Bosch disconnected and went back into the principal’s office. He had not missed his appointment. He checked his watch. He’d give it fifteen minutes, and then he’d have to start moving on the case. His daughter would have to go without her confiscated cell phone until he could get another appointment with the principal.

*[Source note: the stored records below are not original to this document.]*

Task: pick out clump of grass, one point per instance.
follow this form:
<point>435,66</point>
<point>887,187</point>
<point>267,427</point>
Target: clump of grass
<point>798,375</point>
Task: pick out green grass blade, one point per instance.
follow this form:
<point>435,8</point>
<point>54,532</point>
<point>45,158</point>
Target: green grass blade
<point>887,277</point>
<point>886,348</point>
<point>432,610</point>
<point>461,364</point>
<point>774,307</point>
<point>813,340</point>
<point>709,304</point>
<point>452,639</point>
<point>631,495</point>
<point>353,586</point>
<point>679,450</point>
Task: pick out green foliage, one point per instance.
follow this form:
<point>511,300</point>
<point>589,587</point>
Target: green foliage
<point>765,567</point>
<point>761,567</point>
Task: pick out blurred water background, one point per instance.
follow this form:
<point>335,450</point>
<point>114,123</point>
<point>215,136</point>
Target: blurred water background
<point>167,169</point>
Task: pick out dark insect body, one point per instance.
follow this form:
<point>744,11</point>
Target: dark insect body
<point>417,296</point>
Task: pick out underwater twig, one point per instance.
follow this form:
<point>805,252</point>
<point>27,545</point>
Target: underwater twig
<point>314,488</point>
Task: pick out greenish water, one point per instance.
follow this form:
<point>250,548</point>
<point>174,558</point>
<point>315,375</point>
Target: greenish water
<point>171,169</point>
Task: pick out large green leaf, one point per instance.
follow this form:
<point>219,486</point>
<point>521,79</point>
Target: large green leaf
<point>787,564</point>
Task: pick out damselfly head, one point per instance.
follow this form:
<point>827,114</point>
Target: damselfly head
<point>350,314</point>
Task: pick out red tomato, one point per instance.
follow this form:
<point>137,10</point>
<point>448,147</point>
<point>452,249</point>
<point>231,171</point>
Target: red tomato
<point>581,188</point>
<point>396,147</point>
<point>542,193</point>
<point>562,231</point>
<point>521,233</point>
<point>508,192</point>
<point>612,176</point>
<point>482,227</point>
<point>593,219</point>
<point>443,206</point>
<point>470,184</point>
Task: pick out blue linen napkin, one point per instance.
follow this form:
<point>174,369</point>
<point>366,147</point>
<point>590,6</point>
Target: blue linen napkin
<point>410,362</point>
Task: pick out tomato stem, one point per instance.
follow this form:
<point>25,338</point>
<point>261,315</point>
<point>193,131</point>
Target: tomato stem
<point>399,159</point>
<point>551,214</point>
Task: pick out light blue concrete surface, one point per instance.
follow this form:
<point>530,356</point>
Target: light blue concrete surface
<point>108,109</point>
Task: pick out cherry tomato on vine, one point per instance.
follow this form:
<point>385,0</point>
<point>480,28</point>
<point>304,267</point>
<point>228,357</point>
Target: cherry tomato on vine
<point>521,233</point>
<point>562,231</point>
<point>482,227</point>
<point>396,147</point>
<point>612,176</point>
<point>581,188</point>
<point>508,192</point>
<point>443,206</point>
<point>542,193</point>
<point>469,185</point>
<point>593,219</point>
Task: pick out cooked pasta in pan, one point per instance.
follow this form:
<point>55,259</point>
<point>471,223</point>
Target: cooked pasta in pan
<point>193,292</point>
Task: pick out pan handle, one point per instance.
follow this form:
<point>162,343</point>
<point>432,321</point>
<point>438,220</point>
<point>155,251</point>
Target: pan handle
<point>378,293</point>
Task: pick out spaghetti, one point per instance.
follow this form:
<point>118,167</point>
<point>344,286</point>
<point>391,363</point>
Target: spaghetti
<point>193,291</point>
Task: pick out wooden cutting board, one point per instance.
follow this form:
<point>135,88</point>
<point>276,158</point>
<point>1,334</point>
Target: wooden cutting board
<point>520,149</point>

Before contacting Jerry Edgar at Hollywood Division, Bosch pulled up the files—both hard and digital—on his own case. It involved the murder of a precious-metals swindler named Roy Alan McIntyre. He had sold gold futures by phone and Internet. It was the oldest story in the book: there was no gold, or not enough of it. It was a Ponzi scheme through and through, and like all of them, it finally collapsed upon itself. The victims lost tens of millions. McIntyre was arrested as the mastermind, but the evidence was tenuous. A good lawyer came to his defense and was able to convince the media that McIntyre was a victim himself, a dupe for organized-crime elements that had pulled the strings on the scheme. The DA started floating a deal that would put McIntyre on probation—provided he cooperated and returned all the money he still had access to. But word leaked about the impending deal, and hundreds of the scam’s victims organized to oppose it. Before the whole thing went to court, McIntyre was murdered in the garage under the Westwood condominium tower where he lived. Shot once between the eyes, his body found on the concrete next to the open door of his car.